London, 19 May 2017 – Hikma Pharmaceuticals PLC (“Hikma” or “the Group”)(LSE: HIK) (NASDAQ Dubai: HIK) (OTC: HKMPY), (rated Ba1 Moody’s / BB+ S&P, both stable), the fast growing multinational pharmaceutical group, will hold its Annual General Meeting today where the following statement will be made regarding its current trading.
We expect full year Group revenue to be in the range of $2.0 to $2.1 billion in constant currency in 2017. This updated guidance reflects changes in the outlook for our Generics business, where we have revised our expectation for the launch timing of our generic version of Advair Diskus® and where we are experiencing increased price erosion on our marketed products.
We maintain our full year guidance for our Injectables and Branded businesses.

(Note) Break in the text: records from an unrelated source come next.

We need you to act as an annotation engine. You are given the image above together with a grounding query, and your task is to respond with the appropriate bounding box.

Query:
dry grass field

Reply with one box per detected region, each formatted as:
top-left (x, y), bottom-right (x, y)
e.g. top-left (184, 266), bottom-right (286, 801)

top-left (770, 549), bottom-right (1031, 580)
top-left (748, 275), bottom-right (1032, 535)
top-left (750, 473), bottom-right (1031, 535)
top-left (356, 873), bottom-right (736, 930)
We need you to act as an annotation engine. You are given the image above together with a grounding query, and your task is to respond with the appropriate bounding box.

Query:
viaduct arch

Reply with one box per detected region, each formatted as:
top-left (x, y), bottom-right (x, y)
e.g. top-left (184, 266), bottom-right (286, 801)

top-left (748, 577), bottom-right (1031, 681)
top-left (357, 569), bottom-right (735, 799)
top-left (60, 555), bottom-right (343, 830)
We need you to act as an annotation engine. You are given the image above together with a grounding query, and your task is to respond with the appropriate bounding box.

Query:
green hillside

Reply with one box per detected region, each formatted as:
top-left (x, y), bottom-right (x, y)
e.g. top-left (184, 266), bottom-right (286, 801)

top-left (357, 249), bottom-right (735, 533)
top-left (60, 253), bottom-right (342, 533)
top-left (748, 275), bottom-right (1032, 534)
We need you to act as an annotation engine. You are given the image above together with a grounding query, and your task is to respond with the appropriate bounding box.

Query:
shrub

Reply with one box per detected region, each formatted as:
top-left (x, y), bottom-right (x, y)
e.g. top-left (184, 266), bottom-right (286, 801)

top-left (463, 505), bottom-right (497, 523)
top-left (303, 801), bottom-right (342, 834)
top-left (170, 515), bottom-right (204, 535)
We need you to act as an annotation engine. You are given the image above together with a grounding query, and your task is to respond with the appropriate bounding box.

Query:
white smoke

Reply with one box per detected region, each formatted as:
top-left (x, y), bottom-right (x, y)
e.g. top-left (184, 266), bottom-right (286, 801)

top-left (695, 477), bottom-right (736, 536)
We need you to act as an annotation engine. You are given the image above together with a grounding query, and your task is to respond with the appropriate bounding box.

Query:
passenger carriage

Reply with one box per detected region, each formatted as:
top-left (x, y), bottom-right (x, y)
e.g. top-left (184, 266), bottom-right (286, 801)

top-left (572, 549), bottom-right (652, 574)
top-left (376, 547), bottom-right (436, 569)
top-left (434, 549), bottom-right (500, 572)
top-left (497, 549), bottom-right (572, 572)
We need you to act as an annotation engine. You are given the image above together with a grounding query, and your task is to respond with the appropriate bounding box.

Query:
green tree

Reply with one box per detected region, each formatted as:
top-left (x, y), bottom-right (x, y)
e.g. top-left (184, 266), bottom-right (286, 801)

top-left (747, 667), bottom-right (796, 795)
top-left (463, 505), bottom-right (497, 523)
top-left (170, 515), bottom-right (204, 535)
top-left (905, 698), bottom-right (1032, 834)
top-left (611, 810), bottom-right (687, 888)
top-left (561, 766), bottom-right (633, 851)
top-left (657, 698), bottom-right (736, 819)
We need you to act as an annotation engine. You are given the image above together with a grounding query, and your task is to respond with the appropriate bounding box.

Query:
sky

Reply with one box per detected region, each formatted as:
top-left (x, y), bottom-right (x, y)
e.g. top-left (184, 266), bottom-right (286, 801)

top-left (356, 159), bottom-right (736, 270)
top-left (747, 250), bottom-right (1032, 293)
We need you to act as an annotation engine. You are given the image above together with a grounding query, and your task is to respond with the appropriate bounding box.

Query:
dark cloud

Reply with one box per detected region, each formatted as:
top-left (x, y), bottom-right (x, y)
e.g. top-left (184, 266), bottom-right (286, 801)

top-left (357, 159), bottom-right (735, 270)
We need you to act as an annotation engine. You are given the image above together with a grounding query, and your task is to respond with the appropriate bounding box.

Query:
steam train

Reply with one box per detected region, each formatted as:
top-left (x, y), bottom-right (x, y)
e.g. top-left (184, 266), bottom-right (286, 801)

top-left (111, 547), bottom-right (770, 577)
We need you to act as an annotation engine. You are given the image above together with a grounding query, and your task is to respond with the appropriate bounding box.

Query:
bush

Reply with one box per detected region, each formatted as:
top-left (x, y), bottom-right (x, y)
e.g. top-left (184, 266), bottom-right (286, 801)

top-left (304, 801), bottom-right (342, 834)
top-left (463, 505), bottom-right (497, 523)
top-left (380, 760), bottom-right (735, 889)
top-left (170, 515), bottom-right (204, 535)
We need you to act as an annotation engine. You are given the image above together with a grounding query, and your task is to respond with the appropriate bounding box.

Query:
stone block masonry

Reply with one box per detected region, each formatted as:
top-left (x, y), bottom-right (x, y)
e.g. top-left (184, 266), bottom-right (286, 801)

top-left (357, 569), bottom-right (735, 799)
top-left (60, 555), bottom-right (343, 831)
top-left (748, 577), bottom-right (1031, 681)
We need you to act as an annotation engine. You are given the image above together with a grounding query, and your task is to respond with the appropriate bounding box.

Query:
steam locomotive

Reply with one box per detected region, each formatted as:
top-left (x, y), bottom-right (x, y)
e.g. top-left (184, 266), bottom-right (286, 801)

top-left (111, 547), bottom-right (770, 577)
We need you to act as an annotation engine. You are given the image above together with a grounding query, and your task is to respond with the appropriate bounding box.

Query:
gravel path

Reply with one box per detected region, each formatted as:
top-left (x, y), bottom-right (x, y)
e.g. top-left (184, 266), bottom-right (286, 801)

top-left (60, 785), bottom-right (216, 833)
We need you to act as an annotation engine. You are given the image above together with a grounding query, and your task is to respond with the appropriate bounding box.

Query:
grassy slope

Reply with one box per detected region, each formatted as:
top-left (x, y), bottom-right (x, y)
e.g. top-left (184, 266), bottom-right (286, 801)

We announced on 11 May 2017 that the FDA had issued Hikma with a complete response letter (CRL) in relation to our abbreviated new drug application (ANDA) for our generic version of GlaxoSmithKline’s Advair Diskus® (fluticasone propionate and salmeterol inhalation powder). We are in the process of reviewing the response and will provide an update on our application as soon as practicable once we have completed this review and discussed it with the FDA.
We now expect Generics revenue to be around $670 million in 2017. This assumes we do not launch our generic version of Advair Diskus® in 2017 and reflects the intensifying competitive environment in the US. Through our focus on portfolio optimisation and continued cost savings, we expect to achieve a slight improvement in the profitability of the Generics business in 2017 after incurring additional operational costs related to our generic version of Advair Diskus®.
In the year to-date, revenue from our global Injectables portfolio has been in line with 2016. New product launches, including the former Bedford products, are enabling us to offset the impact of increased competition on certain products. We continue to expect global Injectables revenue to be in the range of $800 million to $825 million for the full year, with core operating margin in the high 30s, reflecting a further step-up in R&D.
We are reiterating our expectation for Branded revenue growth in the mid-single digits in constant currency in 2017. As in previous years, we expect the usual seasonality of the Branded business and our pipeline of new product launches in key markets to drive stronger revenue in the second half of the year. On a reported basis, we continue to expect Branded revenue to grow in the low-single digits in 2017 and core operating margin to be broadly in line with 2016. This reflects an adverse currency impact, primarily arising from the devaluation of the Egyptian pound against the US dollar by approximately 51%.
 On 18 May 2017, the Egyptian pound had devalued against the US dollar from its peg of 8.8 EGP:USD prior to 3 November 2016 to 18.1 EGP:USD (www.oanda.com)
We will announce our interim results for the six months to 30 June 2017 on 17 August 2017.